Rise in Food and Shelter Costs Outweighs Lower Energy Prices
Rebounding from its first monthly decline in 16 months, the headline CPI edged up 0.1 percent in September as increases in food and shelter helped offset a third straight decline in energy prices. The food index rose 0.3 percent last month, maintaining the index’s solid momentum exhibited so far this year. Support in consumer foods was largely driven by another strong gain in meats, poultry, fish & eggs, up 0.7 percent, and dairy & related products, up 0.5 percent–its tenth increase in the past 11 months. Prices for food at home and away from home each rose 0.3 percent on the month and continued to trend higher on a year-ago basis at 3.2 percent and 2.7 percent, respectively, as firms appear to have some pricing power in passing along increased costs to consumers (top chart). Looking ahead, as corn and other grain prices have declined on a glut of supply, food inflation pressures should ease in the coming months.Commodity prices in general have fallen significantly over the past few months as global activity has slowed and headwinds from an increased pace of demand have picked up. Indeed, the combination of weaker demand and ample supply has led global crude oil prices to fall by about 25 percent since its recent peak in July. This price cut is showing up at the consumer level as the CPI energy index fell 0.7 percent in September, following declines in August and July, helping boost consumers’ purchasing power.

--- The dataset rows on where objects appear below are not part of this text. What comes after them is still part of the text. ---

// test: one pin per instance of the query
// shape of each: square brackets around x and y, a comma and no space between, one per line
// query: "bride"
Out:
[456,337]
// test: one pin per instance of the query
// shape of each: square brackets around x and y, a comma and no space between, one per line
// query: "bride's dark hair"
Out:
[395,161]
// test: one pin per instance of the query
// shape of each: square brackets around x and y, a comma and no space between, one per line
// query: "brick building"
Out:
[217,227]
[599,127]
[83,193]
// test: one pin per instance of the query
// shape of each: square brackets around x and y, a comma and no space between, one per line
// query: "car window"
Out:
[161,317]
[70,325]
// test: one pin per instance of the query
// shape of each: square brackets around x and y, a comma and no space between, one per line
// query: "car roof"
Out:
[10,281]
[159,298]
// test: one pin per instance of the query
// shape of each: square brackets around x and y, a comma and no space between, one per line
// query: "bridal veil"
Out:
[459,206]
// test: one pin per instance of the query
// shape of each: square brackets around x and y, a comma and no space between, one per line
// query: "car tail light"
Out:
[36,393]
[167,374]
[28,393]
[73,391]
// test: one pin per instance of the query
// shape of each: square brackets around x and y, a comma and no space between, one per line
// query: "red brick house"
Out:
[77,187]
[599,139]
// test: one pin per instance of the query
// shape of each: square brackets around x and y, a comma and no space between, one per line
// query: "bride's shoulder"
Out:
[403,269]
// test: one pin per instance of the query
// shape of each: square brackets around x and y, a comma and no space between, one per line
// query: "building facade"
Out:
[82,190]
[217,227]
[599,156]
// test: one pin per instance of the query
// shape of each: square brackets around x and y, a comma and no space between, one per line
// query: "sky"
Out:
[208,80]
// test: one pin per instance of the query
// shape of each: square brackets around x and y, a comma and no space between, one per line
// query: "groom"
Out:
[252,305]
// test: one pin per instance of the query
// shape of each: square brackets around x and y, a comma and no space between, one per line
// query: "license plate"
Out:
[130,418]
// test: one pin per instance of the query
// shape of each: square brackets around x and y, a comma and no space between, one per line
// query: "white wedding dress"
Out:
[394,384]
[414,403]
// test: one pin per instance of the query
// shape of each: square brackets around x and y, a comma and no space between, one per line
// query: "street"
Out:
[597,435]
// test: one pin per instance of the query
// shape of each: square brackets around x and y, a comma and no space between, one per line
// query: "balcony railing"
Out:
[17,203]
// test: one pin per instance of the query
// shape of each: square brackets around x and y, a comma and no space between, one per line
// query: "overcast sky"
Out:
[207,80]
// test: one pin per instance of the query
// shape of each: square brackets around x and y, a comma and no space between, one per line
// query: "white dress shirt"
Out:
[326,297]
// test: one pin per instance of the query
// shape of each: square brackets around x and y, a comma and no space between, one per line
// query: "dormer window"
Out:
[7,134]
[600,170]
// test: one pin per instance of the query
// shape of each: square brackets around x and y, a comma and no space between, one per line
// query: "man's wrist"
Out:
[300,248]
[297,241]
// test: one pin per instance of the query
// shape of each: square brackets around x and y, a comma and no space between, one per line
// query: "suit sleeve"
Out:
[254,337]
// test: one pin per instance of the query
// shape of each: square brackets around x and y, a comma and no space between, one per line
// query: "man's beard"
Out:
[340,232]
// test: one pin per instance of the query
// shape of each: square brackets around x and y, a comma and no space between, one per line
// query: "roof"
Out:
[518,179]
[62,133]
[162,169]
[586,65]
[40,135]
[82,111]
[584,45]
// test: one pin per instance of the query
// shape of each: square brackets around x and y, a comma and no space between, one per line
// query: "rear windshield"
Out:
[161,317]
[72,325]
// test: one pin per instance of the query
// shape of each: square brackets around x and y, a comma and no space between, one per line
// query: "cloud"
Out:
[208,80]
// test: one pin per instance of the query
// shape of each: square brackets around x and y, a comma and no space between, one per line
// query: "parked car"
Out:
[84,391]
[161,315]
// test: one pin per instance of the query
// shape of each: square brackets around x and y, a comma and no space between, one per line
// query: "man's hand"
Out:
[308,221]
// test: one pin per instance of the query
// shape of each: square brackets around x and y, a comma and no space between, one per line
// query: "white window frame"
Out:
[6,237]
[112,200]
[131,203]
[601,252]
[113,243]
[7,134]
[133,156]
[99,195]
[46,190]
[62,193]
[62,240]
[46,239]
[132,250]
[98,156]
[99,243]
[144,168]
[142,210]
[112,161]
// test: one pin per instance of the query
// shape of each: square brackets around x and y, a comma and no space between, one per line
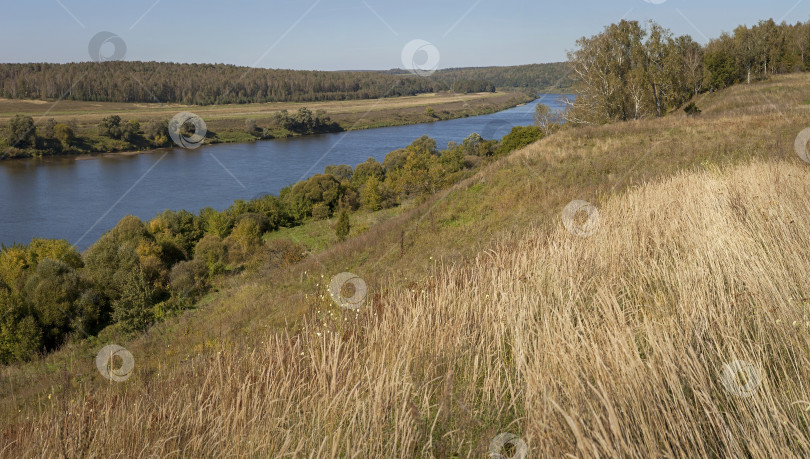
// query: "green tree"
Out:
[48,129]
[132,311]
[364,170]
[110,126]
[217,223]
[21,132]
[64,134]
[371,195]
[341,172]
[52,291]
[519,137]
[546,119]
[343,225]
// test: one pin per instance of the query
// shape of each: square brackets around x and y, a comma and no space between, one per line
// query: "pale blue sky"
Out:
[351,34]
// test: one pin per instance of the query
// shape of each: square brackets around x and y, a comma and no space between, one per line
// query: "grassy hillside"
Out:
[486,316]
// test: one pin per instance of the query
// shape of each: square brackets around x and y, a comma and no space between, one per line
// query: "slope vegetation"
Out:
[679,327]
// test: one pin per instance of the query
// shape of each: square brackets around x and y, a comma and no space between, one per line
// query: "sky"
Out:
[351,34]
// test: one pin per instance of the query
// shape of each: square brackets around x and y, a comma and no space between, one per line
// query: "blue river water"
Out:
[78,200]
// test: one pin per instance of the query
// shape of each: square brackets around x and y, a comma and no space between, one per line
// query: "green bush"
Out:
[519,137]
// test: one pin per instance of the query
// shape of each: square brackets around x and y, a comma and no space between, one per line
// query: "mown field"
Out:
[356,113]
[486,316]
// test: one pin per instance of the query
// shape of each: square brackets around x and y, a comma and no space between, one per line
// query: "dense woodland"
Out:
[632,71]
[206,84]
[140,272]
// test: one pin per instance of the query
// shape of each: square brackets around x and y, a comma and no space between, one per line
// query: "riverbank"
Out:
[229,123]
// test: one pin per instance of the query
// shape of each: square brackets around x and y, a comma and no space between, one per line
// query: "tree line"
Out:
[140,272]
[24,139]
[207,84]
[632,71]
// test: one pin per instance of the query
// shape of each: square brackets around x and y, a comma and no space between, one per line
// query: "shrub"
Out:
[519,137]
[64,134]
[21,132]
[691,109]
[188,278]
[343,225]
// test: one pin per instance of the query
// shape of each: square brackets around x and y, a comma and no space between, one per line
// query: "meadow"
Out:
[486,315]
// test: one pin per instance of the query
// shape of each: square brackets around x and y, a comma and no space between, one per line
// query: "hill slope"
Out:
[486,316]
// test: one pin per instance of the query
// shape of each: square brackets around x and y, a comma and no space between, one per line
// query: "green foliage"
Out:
[244,240]
[631,72]
[207,84]
[343,225]
[137,273]
[212,252]
[64,134]
[691,109]
[371,193]
[519,137]
[341,172]
[47,129]
[52,291]
[251,127]
[364,171]
[158,132]
[132,310]
[188,278]
[216,223]
[20,334]
[318,189]
[546,119]
[305,122]
[21,132]
[114,128]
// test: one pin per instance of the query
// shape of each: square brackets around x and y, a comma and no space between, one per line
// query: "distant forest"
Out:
[207,84]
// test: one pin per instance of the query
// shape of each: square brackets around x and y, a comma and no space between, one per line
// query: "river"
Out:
[78,200]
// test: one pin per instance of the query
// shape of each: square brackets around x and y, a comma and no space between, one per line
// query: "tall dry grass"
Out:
[610,345]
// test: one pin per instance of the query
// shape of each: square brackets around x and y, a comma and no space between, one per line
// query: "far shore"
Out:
[227,122]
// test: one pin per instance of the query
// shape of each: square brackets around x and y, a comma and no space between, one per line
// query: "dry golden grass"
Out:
[611,345]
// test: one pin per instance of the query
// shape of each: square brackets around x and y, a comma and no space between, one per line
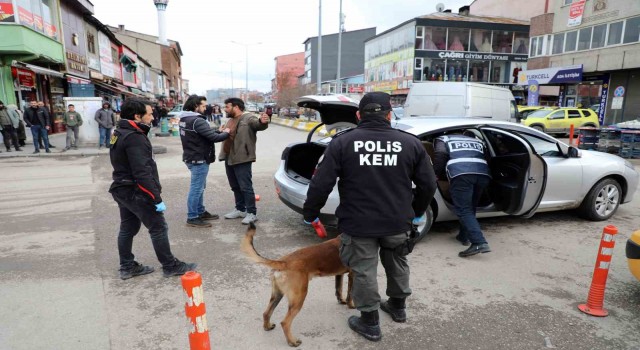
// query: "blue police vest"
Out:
[466,156]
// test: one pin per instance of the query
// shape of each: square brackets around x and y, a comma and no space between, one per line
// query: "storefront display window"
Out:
[480,40]
[570,41]
[632,30]
[521,43]
[502,41]
[615,33]
[479,71]
[599,33]
[584,40]
[558,43]
[458,39]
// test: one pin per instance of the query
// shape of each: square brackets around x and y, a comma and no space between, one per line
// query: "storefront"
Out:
[447,47]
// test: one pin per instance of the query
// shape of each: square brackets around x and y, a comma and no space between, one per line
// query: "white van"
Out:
[460,99]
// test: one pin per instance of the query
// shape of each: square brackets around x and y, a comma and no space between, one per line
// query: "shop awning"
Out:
[40,70]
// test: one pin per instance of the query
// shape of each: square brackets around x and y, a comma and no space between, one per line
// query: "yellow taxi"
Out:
[559,120]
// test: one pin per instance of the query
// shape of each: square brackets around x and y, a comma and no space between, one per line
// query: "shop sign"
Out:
[6,11]
[555,75]
[575,13]
[26,78]
[26,17]
[76,62]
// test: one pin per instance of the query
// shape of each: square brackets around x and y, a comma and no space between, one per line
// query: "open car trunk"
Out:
[302,161]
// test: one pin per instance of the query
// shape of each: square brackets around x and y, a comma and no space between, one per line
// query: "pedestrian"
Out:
[38,120]
[462,160]
[106,121]
[198,151]
[375,165]
[137,191]
[22,132]
[72,120]
[239,153]
[9,123]
[217,115]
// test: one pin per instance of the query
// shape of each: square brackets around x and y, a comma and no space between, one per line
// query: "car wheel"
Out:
[424,228]
[602,201]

Excluding food and energy, consumer prices also rose 0.1 percent following its weaker-than-expected flat reading in August. Shelter costs continue to support core CPI as rent of a primary residence rose 0.3 percent and owners’ equivalent rent increased 0.2 percent. Apparel and new vehicles were flat on the month, but airfare costs continue to descend, down 0.5 percent.
Near-Term Inflation Outlook Remains Benign
Heading into the October FOMC meeting, Fed officials find themselves observing an economy where its mandates are trending in different directions. On the employment side, the labor market continues to move closer to full employment as hiring averages 200,000-plus a month and the unemployment rate continues to fall. On the price front, however, inflation remains well below its target, reflecting, in part, lower commodity prices and significant growth challenges abroad. Against the backdrop of these growth concerns, worries of deflation threats have cropped back up with inflation expectations turning south. Importantly, expectations still remain in the 5-year channel, albeit at the low end (bottom chart). Lower energy prices will continue to weigh on headline inflation in the near-term, but with core inflation holding firm and prospects of better GDP growth ahead, we believe headline consumer inflation will reverse course and trend back toward the Fed’s longer-run target of 2 percent by year-end 2015.